Don’t miss: The first Friday of the month, when the museum stays open after dark for live music, panel discussions, and family activities
Brooklyn’s old-school, urban art house.
BRIC is a Brooklyn arts organization with free, cutting-edge cultural events. You can usually find a performance taking place in the theater or ballroom—think plays, dance performances, concerts, and poetry slams. What’s more, the main gallery holds major exhibitions of emerging New York artists.
Don't miss: UrbanGlass—the first artist glass studio in the US—and its free public gallery, both located in the BRIC House building
National Museum of the American Indian
Beaux arts building, native art.
This branch of the Smithsonian Institution lives inside the Alexander Hamilton US Custom House, a masterpiece of the beaux arts architectural style. Collections pay tribute to the diversity of native cultures across the Americas, with well-designed exhibitions covering art, customs, and beliefs. The custom house—worth seeing in itself—lies near the lowest portion of the Wiechquaekeck Trail, an old Algonquian trade route.
Don’t miss: The custom house rotunda, where three exhibition wings meet under a skylight and murals
Socrates Sculpture Park
An outdoor escape.
Sculptor Mark di Suvero reimagined this former landfill on the East River into a sculpture garden and public park. It’s a trek out to Astoria, but the riverside green spaces and larger-than-life sculptures make for sublime urban moments. Most artworks are built onsite, often by internationally renowned artists—with some luck, visitors can watch them at work in the outdoor studio space.
Don’t miss: Free weekly yoga, meditation, and Tai Chi in spring and fall
Theodore Roosevelt Birthplace National Historic Site
Calling all presidential history buffs.
It turns out that the 26th US president was born in a typical 19th-century brownstone in the Flatiron District. The Roosevelt family reconstructed the original structure in the same area with period furniture and immaculate restorations, the perfect setup for a national historic site and museum. Though admission is always free, tours of the period rooms are only available on a first-come, first-served basis.
Don't miss: The Lion’s Room, where you’ll find a statue of Teddy on horseback, a replica of a statue on Main Street in Portland, Oregon
New York Public Library
More than a museum—and one of NYC’s best free attractions.

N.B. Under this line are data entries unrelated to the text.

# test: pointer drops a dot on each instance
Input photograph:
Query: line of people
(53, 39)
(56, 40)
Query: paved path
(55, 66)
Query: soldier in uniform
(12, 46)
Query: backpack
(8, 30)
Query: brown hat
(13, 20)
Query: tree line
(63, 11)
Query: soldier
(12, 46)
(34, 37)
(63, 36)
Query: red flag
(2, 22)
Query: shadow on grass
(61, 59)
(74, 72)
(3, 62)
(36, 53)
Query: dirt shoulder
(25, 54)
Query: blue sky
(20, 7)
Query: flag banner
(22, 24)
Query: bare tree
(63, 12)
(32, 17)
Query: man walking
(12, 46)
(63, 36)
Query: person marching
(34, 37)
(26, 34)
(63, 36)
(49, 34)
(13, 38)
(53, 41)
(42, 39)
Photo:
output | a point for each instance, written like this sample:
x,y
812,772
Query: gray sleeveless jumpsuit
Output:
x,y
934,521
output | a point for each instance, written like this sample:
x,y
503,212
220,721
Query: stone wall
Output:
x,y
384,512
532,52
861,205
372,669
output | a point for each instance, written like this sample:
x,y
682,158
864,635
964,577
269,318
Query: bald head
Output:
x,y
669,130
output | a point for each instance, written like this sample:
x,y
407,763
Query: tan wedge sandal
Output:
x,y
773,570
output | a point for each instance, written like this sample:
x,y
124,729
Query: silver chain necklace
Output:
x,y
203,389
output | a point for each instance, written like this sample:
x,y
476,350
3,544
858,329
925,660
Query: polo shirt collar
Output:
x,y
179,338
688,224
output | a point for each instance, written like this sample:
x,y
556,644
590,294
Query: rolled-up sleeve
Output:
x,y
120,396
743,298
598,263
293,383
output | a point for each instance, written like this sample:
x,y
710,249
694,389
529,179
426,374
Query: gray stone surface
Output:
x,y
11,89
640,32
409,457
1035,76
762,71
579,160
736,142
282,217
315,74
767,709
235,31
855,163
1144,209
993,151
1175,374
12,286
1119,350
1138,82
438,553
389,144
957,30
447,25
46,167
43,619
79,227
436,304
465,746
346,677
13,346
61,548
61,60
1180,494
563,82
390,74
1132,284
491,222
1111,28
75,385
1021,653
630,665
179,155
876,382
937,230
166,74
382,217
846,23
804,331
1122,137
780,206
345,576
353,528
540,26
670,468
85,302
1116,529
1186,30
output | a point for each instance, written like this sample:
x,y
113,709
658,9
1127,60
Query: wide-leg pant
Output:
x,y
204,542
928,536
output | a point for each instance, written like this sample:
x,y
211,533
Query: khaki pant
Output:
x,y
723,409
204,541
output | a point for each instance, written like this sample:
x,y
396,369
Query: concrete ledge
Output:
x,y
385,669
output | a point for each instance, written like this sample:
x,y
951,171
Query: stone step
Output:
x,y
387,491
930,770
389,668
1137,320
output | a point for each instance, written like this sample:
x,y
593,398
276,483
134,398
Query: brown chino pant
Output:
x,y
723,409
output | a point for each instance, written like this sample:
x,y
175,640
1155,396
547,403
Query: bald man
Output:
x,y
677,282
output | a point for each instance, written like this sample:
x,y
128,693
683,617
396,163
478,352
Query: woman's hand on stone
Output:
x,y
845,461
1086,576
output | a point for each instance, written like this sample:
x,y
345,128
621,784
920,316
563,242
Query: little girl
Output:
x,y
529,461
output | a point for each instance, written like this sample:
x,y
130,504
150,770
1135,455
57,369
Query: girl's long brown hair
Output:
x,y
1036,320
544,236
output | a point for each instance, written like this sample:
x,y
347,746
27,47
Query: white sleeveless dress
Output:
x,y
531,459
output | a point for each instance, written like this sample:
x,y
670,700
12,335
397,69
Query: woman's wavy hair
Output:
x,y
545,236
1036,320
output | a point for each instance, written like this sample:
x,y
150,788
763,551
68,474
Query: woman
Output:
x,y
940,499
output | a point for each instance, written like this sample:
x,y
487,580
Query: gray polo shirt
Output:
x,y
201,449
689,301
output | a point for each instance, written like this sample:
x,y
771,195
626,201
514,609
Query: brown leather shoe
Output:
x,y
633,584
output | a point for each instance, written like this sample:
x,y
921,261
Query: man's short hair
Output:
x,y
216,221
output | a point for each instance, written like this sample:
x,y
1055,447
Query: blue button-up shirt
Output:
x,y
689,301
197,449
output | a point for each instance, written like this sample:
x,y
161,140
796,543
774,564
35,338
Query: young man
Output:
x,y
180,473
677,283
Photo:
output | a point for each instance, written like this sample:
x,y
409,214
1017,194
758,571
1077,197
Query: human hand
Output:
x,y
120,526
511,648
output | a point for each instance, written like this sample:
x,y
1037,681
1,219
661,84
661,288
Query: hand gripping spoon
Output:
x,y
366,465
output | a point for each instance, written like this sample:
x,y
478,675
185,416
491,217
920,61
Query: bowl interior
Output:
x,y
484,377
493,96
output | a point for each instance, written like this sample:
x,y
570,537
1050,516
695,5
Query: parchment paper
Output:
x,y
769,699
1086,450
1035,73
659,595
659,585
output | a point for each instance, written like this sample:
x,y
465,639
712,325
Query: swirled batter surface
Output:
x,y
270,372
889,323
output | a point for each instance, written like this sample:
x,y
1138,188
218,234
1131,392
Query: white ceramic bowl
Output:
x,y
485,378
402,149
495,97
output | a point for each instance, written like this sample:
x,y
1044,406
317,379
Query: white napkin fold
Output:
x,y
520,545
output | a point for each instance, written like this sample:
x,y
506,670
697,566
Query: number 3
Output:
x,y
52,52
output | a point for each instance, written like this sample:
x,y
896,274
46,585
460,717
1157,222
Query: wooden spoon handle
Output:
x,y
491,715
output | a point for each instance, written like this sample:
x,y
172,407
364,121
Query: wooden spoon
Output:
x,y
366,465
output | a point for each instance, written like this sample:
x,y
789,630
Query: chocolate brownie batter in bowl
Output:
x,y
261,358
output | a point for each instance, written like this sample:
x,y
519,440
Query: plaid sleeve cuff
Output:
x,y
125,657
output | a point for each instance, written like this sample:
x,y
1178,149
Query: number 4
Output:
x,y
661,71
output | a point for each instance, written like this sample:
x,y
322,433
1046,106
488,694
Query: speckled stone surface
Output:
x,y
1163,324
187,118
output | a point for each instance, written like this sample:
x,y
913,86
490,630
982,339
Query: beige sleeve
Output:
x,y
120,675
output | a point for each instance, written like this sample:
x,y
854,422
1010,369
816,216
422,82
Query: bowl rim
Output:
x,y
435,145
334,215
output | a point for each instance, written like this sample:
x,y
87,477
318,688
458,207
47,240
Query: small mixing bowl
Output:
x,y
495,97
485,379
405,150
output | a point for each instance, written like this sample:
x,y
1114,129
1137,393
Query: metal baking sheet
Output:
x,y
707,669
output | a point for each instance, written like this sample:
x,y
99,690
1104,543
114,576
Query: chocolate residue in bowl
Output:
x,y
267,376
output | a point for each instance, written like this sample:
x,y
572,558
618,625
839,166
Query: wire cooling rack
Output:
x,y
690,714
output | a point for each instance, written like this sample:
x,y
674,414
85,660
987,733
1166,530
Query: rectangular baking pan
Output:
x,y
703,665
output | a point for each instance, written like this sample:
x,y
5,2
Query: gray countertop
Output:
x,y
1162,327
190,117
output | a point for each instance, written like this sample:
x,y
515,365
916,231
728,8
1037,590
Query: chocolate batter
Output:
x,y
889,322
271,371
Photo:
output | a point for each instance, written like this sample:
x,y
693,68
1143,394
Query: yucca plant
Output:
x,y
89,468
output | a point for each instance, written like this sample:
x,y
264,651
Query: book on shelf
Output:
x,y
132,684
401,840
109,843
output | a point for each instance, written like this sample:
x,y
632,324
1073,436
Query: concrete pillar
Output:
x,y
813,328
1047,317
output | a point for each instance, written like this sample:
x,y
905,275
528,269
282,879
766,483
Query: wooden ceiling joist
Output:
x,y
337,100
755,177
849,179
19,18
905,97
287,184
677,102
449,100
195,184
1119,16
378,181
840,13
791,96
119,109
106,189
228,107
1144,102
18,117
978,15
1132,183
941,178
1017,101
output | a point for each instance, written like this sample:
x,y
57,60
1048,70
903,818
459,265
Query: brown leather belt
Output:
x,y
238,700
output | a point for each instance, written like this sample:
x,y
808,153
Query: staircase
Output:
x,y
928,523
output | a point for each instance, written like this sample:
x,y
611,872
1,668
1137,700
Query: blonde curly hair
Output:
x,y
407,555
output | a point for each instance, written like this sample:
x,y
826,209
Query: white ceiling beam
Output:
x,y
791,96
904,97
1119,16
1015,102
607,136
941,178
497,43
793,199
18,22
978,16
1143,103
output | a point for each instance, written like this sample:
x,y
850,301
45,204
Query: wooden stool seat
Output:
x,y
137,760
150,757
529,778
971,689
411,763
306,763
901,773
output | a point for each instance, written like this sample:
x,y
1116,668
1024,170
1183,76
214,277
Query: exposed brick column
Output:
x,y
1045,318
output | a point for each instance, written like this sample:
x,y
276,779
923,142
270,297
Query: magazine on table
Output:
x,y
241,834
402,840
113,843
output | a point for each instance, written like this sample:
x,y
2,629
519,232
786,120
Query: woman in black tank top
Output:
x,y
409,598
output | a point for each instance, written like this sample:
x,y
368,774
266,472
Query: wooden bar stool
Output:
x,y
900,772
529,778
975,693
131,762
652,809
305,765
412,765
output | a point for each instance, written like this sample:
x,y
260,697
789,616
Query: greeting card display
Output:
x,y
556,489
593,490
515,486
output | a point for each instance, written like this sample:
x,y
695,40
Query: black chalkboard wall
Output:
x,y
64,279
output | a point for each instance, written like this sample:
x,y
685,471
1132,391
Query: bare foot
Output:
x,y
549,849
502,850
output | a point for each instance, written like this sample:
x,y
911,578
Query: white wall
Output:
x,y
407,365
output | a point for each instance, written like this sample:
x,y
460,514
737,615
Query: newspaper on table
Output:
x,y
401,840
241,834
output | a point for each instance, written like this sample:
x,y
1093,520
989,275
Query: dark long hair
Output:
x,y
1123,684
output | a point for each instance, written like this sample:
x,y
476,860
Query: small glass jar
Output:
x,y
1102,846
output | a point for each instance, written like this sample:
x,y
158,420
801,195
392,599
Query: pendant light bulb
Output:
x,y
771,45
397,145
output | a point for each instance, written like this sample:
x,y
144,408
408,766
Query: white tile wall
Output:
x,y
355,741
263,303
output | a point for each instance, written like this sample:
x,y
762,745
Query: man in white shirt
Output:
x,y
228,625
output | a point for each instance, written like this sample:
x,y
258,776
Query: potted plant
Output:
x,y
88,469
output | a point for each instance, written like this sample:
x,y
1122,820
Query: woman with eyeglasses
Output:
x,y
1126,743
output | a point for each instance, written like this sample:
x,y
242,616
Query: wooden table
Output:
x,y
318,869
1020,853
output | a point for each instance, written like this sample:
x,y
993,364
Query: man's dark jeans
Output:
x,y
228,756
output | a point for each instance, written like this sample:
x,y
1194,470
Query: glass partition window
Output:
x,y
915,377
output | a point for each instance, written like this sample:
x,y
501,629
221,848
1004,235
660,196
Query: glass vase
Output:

Travelers looking for an unconventional museum with extraordinary collections should head to the NYC Public Library’s flagship building in Midtown Manhattan. The Rose Main Reading Room (almost) gives the Sistine Chapel a run for its money with stone arches, coffered ceilings, and murals, while the Map Division holds almost half a million maps and thousands of atlases and books dedicated to cartography. Free, hour-long guided tours starting at Astor Hall are a great way to see why the library is a must-see—whether you’re a bookworm or not.